Ritiene che la delegazione kosovara per i negoziati sia sufficientemente preparata per affrontare tutte questa sfide?
La delegazione che dovrà negoziare con Belgrado e con la comunità internazionale è molto preparata, lo ha affermato anche l'amministratore internazionale Jessen Petersen. Auguro loro un buon lavoro e faccio però loro presente che devono rispettare la piattaforma per i negoziati approvata dall'Assemblea del Kosovo. E' quest'ultima in fin dei conti ad avere l'ultima parola, la delegazione da sola non ha alcuna legittimità di negoziare con la Serbia per lo status finale.
Gli intellettuali sono stati inclusi solo marginalmente in tutto questo processo. Come mai?
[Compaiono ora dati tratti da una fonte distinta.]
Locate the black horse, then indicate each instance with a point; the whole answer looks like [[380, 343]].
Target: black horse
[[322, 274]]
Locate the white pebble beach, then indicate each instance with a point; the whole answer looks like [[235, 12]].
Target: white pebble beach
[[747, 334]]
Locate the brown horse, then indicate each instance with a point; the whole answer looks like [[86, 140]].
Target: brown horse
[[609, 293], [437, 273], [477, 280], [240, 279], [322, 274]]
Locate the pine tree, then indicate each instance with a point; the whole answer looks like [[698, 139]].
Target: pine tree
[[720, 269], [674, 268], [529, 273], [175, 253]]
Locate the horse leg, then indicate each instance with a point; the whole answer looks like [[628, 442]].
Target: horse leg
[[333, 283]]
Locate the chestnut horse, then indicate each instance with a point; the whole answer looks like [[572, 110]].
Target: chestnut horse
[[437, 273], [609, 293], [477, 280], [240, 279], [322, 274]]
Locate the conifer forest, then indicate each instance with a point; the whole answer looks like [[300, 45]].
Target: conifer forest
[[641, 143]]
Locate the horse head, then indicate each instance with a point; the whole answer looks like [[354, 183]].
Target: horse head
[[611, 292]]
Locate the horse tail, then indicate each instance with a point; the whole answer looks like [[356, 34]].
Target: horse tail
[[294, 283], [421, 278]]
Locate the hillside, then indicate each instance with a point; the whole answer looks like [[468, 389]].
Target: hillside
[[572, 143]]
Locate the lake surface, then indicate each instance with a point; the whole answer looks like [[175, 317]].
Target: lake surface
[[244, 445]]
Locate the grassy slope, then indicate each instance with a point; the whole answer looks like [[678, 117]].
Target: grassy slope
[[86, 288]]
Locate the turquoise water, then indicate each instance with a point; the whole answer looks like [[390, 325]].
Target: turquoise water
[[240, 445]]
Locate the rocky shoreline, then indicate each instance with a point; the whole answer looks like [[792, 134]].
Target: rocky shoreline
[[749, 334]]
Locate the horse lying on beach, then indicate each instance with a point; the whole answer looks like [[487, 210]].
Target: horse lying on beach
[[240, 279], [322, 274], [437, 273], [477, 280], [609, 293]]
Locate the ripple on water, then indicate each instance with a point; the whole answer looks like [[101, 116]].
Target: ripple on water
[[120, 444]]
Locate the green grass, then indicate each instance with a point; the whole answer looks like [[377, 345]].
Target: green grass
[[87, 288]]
Penso non sia importante quanti sono gli intellettuali coinvolti e quanti fanno parte della delegazione negoziale. Basta che quest'ultima sia composta di gente onesta, preparata e decisa a difendere l'indipendenza del Kosovo. La pretesa di alcuni intellettuali di essere coinvolti deriva dall'ambizione di fare carriera, anche perché in molti casi non possiedono le competenze specifiche per partecipare a tale processo.
Quale invece il suo di ruolo in questa situazione?
Io non sono ambizioso in queste cose, allo stesso tempo non sono indifferente a quanto accade. Per tutta la vita ho lottato per i nostri diritti ed ho sostenuto questa battaglia con argomenti scientifici ed intellettuali.